Univention Bugzilla – Bug 43455
Running systemd inside container needs special docker run options
Last modified: 2017-09-26 10:47:17 CEST
Lots of postings from 2014 say that running systemd in a docker container requires --privileged or --cap-add=SYS_ADMIN options. This is what happens without it: root@ucs42i1:~# docker run -it debian:jessie /sbin/init & root@ucs42i1:~# docker exec -it 2519ec71451f /bin/bash root@2519ec71451f:/# apt-get update; apt-get install -y openssh-server [...] root@2519ec71451f:/# systemctl start sshd Failed to get D-Bus connection: Unknown error -1 root@2519ec71451f:/# systemctl list-units Failed to get D-Bus connection: Unknown error -1 There is a blog article from Redhat describing how to make it work without granting privileges to the containers: https://developers.redhat.com/blog/2016/09/13/running-systemd-in-a-non-privileged-container/ But I couldn't get it to work in a quick test. Also for --cap-add=SYS_ADMIN I had to give more options. This worked for now, but it's not optimal because it's granting privileges: docker run -it --tmpfs /run --tmpfs /tmp -v /sys/fs/cgroup:/sys/fs/cgroup:ro --cap-add=SYS_ADMIN debian:jessie /sbin/init
A normal container has these capabilities: ====================================================================== chown, dac_override, fowner, fsetid, kill, setgid, setuid, setpcap, net_bind_service, net_raw, sys_chroot, mknod, audit_write, setfcap ====================================================================== --cap-add=SYS_ADMIN adds just that. On the other hand a --privileged container gets: ====================================================================== chown, dac_override, dac_read_search, fowner, setgid, setuid, sys_ptrace, sys_admin, audit_control, syslog, cap_37 ====================================================================== For our own UCS containers we may be able to adjust systemd configuration inside the container, see https://github.com/maci0/docker-systemd-unpriv/blob/master/Dockerfile ## So, with this we can do now with docker 1.12.1: docker run -d --stop-signal SIGRTMIN+3 --tmpfs /run --tmpfs /tmp -v /sys/fs/cg roup:/sys/fs/cgroup:ro -e 'container=docker' --cap-add=SYS_ADMIN debian:jessie /sbin/init docker exec -it ed352153eaf4 systemctl status docker stop ed352153eaf4
Created attachment 8514 [details] systemd_docker_create_options.patch First sketch for an appcenter patch
Ok, I've taken a different approach than the --cap-add: univention-docker now installs a slightly adjusted seccomp profile and univention-appcenter-docker passes a couple of options to the docker create command, one of which is this adjusted seccomp profile. We now also mount a couple of additional directories into the container, which are required by a standard Debian jessie. Unfortunately I could not test with a UCS 4.2 appbox yet (Bug 42038). We don't specify the --stop-signal, this may be done per image via Dockerfile STOPSIGNAL directive.
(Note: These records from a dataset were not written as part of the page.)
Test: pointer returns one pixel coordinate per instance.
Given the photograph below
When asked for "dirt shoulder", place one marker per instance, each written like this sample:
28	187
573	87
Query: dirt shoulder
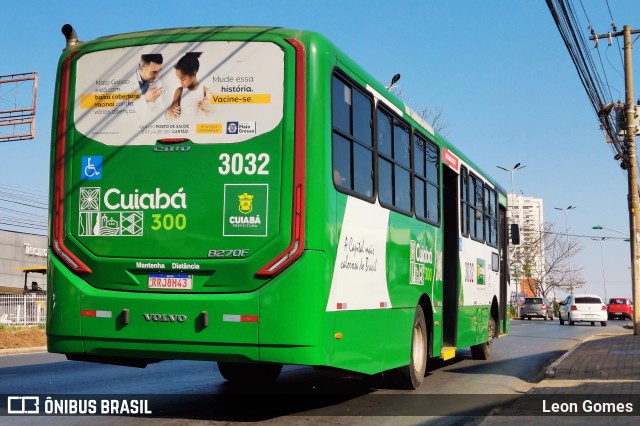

Maybe we can adjust some things inside the systemd-based container so we can get rid of some of the additional pre-mounts, I've added notes to Bug 42038. Please note, that according to this article, it's at least debatable if avoiding giving CAP_SYS_ADMIN to a systemd based container makes things more safe: * https://www.freedesktop.org/wiki/Software/systemd/ContainerInterface/ It also explains the purpose of the "container" environment variable.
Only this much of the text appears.